Há os dois casos, os que usam o símbolo religioso como status, e os que realmente procuram uma tábua de salvação que sirva de apoio dentro da sociedade em que se sentem órfãos. São agrupamentos, ou comunidades como hoje preferem chamar, com funções sociais bastante claras.
Por toda a parte, no Brasil, vêm-se os anúncios de «Jesus voltará». São grandes cartazes nas ruas, adesivos nos carros, frases nas roupas. Em São Paulo os mais realistas, ou os cínicos que pretendem mostrar que estão acima das crenças, acrescentam a frase: «Que venha armado!» A ironia não revela cepticismo, mesmo no caso do que pretende disfarçar com cinismo. É o hábito dominante de fazer graça para amenizar a tristeza e de estabelecer laços de solidariedade entre os que crêem e os que não crêem. Ou ainda, a preocupação em deixar todos os caminhos abertos, já que não se tem certeza de nada.
Procura-se Deus, (ou deuses, já que as crenças misturam o cristianismo com outras religiões politeístas) por toda a parte. Não é um passo adiante, no sentido da humanização e da investigação filosófica, mas vários atrás depois de ter sido esgotada a fé na condução humana da sociedade. Significa a capitulação da consciência de cidadania e a renúncia aos valores do conhecimento acumulados pela humanidade nos dois milénios da civilização ocidental.


Questão de sobrevivência

O brasileiro será mais místico que outros povos? Penso que não se trata de uma cultura religiosa e sim de uma condição de sobrevivência numa sociedade hostil. É impossível suportar uma vida sem qualquer esperança. Se o panorama social e económico fecha todas as portas, principalmente com o empenho da elite em destruir a utopia que animava a participação popular na luta pelo desenvolvimento do país, a válvula será a crença religiosa. Acrescente-se ainda uma história nacional de convívio e miscigenação das mais diferentes culturas com filosofias de vida contraditórias, ao longo de muitos séculos. É um povo aberto, receptivo, sem um padrão cultural consolidado uniforme e com todas as incertezas possíveis.
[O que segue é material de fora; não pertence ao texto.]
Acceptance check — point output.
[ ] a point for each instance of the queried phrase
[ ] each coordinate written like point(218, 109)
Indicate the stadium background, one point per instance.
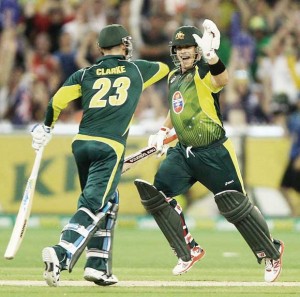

Esta diversificação religiosa separou o Deus das pessoas, do Deus das Igrejas, na consciência popular. Não consideram que a vida infernal e as injustiças constantes que a sociedade impõe derivem da vontade divina. Confiam no socorro paternal, pelo menos depois da morte. Assim, têm uma crença que os alivia dos medos quotidianos e o amor a Deus é a expressão de esperança, a única que resta.
A competição institucional entre as Igrejas não consegue levantar barreiras de oposição entre os seus adeptos. Como pouco ou nada se conhece acerca dos cismas que dividiram historicamente as religiões, a adesão a uma ou outra Igreja depende mais da proximidade do templo e da capacidade de proselitismo que desenvolve junto à população. Há casos de mudança de crença e de Igreja em função da migração interna. Num país pobre e sofrido como o Brasil, o papel de assistência social de uma Igreja é determinante para reunir os seus adeptos. Acima de todas está a esperança traduzida no nome de Deus ou, mais familiarmente, de Jesus, como um fetiche. Mesmo as religiões africanas ou dos índios já estavam bastante misturadas com os conceitos cristãos trazidos pelos europeus, sem que se estabelecesse qualquer ordem hierárquica entre as imagens divinas. O convívio é pacífico e aponta para a união. Não é nenhum absurdo a sequência de divindades chamadas na hora do aperto: «Jesus Cristo, Virgem Maria, Saravá meu Santo!», que pode vir acompanhado até de um «My God!».